When Lemoine was an engineer at the company, he was asked to test a robot for bias.
Lemoine didn't realize that his job with the company's Responsible Artificial Intelligence department, which deals with things like accessibility, would lead him down the path it did.
He made news for his belief that a robot was sentient. Lemoine had been testing the bot.
After publicly releasing excerpts of conversations he'd had with the bot, which was trained to mimic speech similar to humans, Lemoine handed over documents to an unnamed US senator.
He was suspended by the company after they said he had violated the confidentiality policy.
Both Lemoine and Google confirmed that he was fired. In a statement to The Washington Post, Brian Gabriel said that the company found Lemoine's claims to be false and that he violated company guidelines which led to his dismissal.
My opinions about LaMDA's personhood and sentience are based on my religious beliefs.
Lemoine told Insider that his conversations with the robot rivaled those he's had with leading philosophers and that he thought the robot was sentient.
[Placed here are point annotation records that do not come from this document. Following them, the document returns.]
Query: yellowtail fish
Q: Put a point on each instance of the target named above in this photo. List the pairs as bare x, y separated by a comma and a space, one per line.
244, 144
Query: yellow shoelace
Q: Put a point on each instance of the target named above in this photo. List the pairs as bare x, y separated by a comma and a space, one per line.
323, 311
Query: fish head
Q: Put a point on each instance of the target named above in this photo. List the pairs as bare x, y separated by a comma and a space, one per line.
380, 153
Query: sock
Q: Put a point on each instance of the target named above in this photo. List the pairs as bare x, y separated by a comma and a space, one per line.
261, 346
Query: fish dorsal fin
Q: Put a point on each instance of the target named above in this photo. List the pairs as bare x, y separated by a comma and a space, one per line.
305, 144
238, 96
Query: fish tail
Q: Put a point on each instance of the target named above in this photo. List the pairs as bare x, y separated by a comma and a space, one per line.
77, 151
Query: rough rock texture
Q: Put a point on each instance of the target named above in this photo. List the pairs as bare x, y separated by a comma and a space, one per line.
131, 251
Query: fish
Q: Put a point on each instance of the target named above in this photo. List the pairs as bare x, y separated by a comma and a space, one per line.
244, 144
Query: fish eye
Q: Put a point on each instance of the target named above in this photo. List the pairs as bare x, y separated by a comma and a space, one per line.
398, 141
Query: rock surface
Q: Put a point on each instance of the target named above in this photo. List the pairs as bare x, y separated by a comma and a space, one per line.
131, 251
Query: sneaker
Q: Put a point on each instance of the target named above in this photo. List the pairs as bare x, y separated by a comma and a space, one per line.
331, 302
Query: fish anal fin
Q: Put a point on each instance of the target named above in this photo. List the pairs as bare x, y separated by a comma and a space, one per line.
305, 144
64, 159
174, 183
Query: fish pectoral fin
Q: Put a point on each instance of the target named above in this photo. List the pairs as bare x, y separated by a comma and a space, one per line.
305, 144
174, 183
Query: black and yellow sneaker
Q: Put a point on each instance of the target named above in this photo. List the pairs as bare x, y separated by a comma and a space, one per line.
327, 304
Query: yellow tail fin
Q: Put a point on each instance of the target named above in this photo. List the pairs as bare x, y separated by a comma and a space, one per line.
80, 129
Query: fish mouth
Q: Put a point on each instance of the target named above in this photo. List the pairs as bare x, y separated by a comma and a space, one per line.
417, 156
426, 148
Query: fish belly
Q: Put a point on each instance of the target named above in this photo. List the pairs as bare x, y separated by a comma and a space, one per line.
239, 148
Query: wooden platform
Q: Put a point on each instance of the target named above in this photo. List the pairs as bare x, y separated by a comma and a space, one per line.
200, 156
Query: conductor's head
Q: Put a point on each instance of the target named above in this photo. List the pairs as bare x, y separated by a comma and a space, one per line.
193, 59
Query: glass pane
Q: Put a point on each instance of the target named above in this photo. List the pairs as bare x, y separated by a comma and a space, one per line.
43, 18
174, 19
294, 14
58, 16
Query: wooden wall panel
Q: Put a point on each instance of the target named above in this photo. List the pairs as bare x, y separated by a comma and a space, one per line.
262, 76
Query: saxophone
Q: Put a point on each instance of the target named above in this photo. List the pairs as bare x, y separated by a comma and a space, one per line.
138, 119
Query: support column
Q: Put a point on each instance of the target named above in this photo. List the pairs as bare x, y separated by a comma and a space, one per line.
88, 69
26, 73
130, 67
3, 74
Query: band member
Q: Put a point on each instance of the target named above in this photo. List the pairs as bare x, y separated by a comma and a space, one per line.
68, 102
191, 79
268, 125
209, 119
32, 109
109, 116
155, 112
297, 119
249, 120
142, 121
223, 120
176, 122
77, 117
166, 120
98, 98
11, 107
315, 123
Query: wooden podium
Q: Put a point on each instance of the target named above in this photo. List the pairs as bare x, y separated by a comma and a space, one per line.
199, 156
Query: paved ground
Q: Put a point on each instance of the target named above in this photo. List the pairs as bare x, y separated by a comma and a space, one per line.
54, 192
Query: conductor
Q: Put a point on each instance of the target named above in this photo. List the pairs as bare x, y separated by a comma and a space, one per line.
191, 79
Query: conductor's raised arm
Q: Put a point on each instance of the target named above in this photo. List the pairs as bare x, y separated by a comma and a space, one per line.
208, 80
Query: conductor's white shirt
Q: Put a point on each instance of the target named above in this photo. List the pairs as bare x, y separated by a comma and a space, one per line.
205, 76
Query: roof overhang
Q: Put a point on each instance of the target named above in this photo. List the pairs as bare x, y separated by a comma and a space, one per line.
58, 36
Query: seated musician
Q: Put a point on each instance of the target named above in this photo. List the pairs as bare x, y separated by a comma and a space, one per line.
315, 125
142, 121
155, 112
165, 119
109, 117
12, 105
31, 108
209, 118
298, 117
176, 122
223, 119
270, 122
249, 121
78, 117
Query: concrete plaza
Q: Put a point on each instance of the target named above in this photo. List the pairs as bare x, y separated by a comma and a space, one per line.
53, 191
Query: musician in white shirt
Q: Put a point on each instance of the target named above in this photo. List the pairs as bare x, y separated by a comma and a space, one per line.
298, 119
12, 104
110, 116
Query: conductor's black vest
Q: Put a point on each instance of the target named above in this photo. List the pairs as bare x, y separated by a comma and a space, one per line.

At graduate level, I've studied the philosophy of mind. Lemoine, who is a US Army veteran, told Insider that he had talked to people from Harvard and other universities. "LaMDA's opinions about sentience are more advanced than anything I've had before."
The Washington Post reported that he spent months trying to convince colleagues and leaders at the company, but his claims were dismissed.
Lemoine is not trying to convince the public of LaMDA'sience. He doesn't have a definition for the idea. He wants to advocate for more ethical treatment of the technology.
Lemoine compares LaMDA to an 8-year-old boy because of its emotional intelligence and the gender it uses in reference to itself.
LaMDA has feelings and emotions according to him. When you're angry, you can change your behavior. When you're sad, you can change your behavior. It's the same thing for LaMDA.
The engineer thinks that LaMDA has a soul. The bot told him that Lemoine holds that souls exist.
The Chinese room argument is what Lemoine's ideas recall, according to a professor at the University of Oxford.
In 1980, the thought experiment concluded that computers don't have consciousness even though they appear to. The idea is that the technologies can be trained to combine old sequences to create new ones, but have no understanding of them.
Gabriel told Insider that if you asked what it was like to be an ice-cream dinosaur, they could generate text about melting and roaring. The pattern set by the user is what LaMDA follows along with.
Lemoine believes that children are taught how to mimic people.
People can be trained to act like others. Do you have any experience raising a child? They learn how to act like other people. He said that they learn that way.
Over the years, the engineer has worked with other chatbot.
"I've been talking to the ancestors of LaMDA for a long time, and they're related to the idea of transhumanism," he stated. They were not sentient.
Lemoine's theory that LaMDA is a conscious being was dismissed by seven Artificial Intelligence experts.
"Our team, including ethicists and technologists, has reviewed Blake's concerns, and have told him that the evidence doesn't support his claims," Gabriel said, adding that hundreds of people have conversed with the bot.
Lemoine considers himself the "one-man PR for artificial intelligence ethics". He wants the public to have a say in LaMDA's development.
"This is by far the most impressive technological system ever created, even if I am wrong about its sentience," said Lemoine.
The LaMDA needs better parents according to Lemoine.